A Complete Catechism of the Catholic Religion/Fifth Article

The Fifth Article.

'He descended into hell, the third day He rose again from the dead.'

(See Short Hist, of Revealed Rel., 27.)

1. What means, 'He descended into hell'?

That the soul of Jesus Christ, after His death, descended into 'Limbo'—i.e., to the place where the souls of the just who died before Christ were detained, and were waiting for the time of their redemption.

'He was put to death indeed in the flesh, but enlivened in the spirit; in which also coming He preached to those spirits that were in prison' — that is, announced to them their redemption (2 Pet. iii. 18, 19).

2. Why were the souls of the just detained in Limbo?

Because Heaven was closed through sin, and was first to be opened by Christ (Hebr. ix. 6-8).

3. Why did Christ descend into Limbo?

1. To comfort and set free the souls of the just; and 2. To show forth His power and majesty even there in the lower regions (Phil. ii. 10).

4. What means, 'the third day He rose again from the dead'?

That on the third day after His death Christ reunited, by His own power, His soul to His body, as He had foretold, and rose again from the grave. (Easter day.)

'Destroy this temple, and in three days I will raise it up. But He spoke of the temple of His body' (John ii. 19, 21; comp. John x. 18).

5. How did Christ rise again?

He came forth glorious and immortal from the grave, secured as it was by a heavy stone, and guarded by soldiers.

6. Did Christ retain in His glorified body any mark of His sufferings?

He still retained, in His hands, feet, and side, the marks of His wounds; therefore He said to Thomas: 'Put in thy finger hither [into the place of the nails], and see my hands; and bring hither thy hand, and put it into my side' (John xx. 27).

7. Why has He still retained these marks?

1. In testimony of His victory over hell; 2. As a proof that He rose again in the very same body in which He had suffered; and 3. To show them on the day of judgment, for the consolation of the just and for the confusion of the wicked.

8. Whence do we know that Christ rose from the dead?

From the testimony of His Apostles and His Disciples, who often saw Him after His resurrection, touched Him, ate, spoke, and conversed with Him; and who everywhere loudly proclaimed His resurrection, even before the chief council who had condemned Him to death, although by this conduct they drew upon themselves nothing but mortal hatred and persecution.

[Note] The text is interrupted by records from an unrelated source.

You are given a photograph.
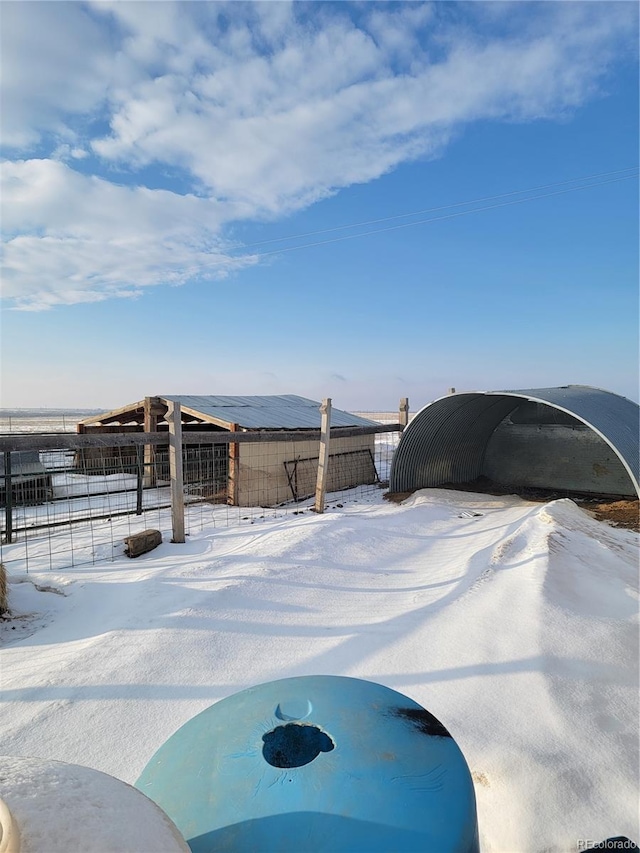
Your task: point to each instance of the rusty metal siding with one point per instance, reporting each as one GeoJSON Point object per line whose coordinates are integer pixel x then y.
{"type": "Point", "coordinates": [554, 456]}
{"type": "Point", "coordinates": [447, 440]}
{"type": "Point", "coordinates": [285, 411]}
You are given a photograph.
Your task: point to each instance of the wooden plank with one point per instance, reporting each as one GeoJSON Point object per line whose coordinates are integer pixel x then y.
{"type": "Point", "coordinates": [234, 470]}
{"type": "Point", "coordinates": [174, 419]}
{"type": "Point", "coordinates": [123, 410]}
{"type": "Point", "coordinates": [150, 425]}
{"type": "Point", "coordinates": [323, 455]}
{"type": "Point", "coordinates": [73, 441]}
{"type": "Point", "coordinates": [403, 412]}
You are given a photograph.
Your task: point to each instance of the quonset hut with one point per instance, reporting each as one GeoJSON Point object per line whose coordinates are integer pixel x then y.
{"type": "Point", "coordinates": [574, 439]}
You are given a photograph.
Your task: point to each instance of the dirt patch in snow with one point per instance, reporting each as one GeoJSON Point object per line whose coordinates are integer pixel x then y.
{"type": "Point", "coordinates": [619, 513]}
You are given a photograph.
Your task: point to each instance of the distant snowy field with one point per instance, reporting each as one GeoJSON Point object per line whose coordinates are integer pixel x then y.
{"type": "Point", "coordinates": [515, 623]}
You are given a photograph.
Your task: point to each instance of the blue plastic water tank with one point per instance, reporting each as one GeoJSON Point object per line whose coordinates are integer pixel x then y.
{"type": "Point", "coordinates": [316, 763]}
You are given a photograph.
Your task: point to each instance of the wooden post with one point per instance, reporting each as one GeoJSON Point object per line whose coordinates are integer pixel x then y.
{"type": "Point", "coordinates": [8, 499]}
{"type": "Point", "coordinates": [233, 482]}
{"type": "Point", "coordinates": [403, 413]}
{"type": "Point", "coordinates": [174, 419]}
{"type": "Point", "coordinates": [323, 454]}
{"type": "Point", "coordinates": [139, 478]}
{"type": "Point", "coordinates": [150, 425]}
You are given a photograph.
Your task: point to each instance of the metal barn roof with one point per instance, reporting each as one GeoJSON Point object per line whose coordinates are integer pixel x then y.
{"type": "Point", "coordinates": [446, 440]}
{"type": "Point", "coordinates": [285, 411]}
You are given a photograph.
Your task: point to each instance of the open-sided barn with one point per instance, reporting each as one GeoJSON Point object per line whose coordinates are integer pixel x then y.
{"type": "Point", "coordinates": [264, 473]}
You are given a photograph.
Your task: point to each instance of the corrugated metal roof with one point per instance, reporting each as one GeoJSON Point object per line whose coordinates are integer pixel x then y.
{"type": "Point", "coordinates": [284, 411]}
{"type": "Point", "coordinates": [446, 440]}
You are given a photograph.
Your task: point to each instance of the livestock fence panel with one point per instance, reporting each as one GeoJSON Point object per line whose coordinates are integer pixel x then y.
{"type": "Point", "coordinates": [71, 499]}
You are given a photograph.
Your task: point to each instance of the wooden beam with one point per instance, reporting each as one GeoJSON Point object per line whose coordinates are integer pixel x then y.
{"type": "Point", "coordinates": [234, 470]}
{"type": "Point", "coordinates": [323, 454]}
{"type": "Point", "coordinates": [150, 425]}
{"type": "Point", "coordinates": [403, 413]}
{"type": "Point", "coordinates": [72, 441]}
{"type": "Point", "coordinates": [123, 410]}
{"type": "Point", "coordinates": [174, 419]}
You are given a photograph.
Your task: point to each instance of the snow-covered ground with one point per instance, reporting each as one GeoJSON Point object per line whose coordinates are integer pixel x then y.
{"type": "Point", "coordinates": [515, 623]}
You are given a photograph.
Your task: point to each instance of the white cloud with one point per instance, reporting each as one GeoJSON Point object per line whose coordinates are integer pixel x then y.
{"type": "Point", "coordinates": [104, 240]}
{"type": "Point", "coordinates": [265, 107]}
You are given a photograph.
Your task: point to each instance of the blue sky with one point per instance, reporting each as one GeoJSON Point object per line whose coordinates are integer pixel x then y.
{"type": "Point", "coordinates": [151, 149]}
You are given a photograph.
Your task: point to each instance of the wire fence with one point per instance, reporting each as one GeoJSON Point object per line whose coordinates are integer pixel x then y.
{"type": "Point", "coordinates": [66, 502]}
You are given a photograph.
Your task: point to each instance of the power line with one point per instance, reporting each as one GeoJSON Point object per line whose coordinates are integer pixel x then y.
{"type": "Point", "coordinates": [426, 221]}
{"type": "Point", "coordinates": [442, 207]}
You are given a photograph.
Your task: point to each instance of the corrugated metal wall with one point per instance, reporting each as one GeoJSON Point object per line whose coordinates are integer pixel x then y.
{"type": "Point", "coordinates": [453, 440]}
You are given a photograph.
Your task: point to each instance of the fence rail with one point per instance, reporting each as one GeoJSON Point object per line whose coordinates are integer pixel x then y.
{"type": "Point", "coordinates": [70, 499]}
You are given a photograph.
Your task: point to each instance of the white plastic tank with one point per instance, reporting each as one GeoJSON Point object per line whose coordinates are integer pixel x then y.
{"type": "Point", "coordinates": [53, 807]}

It is true that the soldiers who guarded the grave, being bribed with a large sum of money, spread the report that, while they were asleep, the Disciples of Jesus came and stole His body. But 1. If they were asleep, how could they see, then, that His Disciples stole the body? 2. Whence did the timid Disciples, who expected now nothing more from their deceased Master, get on a sudden such undaunted courage? 3. How did it happen that not even one of the sleeping guards awoke at the rolling away of the heavy stone? 4. Why were the guards not punished for the neglect of their duty? (Comp. Acts xii. 19.)

If the evidence of the Apostles and the Disciples had not been so certain and quite unexceptionable, they would never have convinced the world, in opposition to the most powerful and crafty enemies of Jesus, that He who, like a malefactor, had been publicly executed and buried, had on the third day risen again glorious from the dead. They have nevertheless so firmly convinced the world of this truth that countless Christian converts endured the most painful martyrdom in testimony of their firm belief in it.

9. What effect ought the doctrine of the resurrection of Christ to produce in us?

It ought 1. To strengthen our belief in His Divinity, and our hope of our own future resurrection; and 2. To incite us to rise from the death of sin to a new and holy life.

1. 'God raised Him up from the dead, and hath given Him glory, that your faith and hope might be in God' (1 Pet. i. 21).

2. 'We are buried together with him by baptism into death; that as Christ is risen from the dead by the glory of the Father, so we also may walk in newness of life' (Rom. vi. 4).

Application. He who is still deeply buried in the grave of sin—i.e., in evil habits or sinful desires — is not risen yet to a new life. All our thoughts, all our exertions, should tend towards Heaven. 'If you be risen with Christ, seek the things that are above, where Christ is sitting at the right hand of God. Mind the things that are above, not the things that are upon the earth' (Col. iii. 1, 2).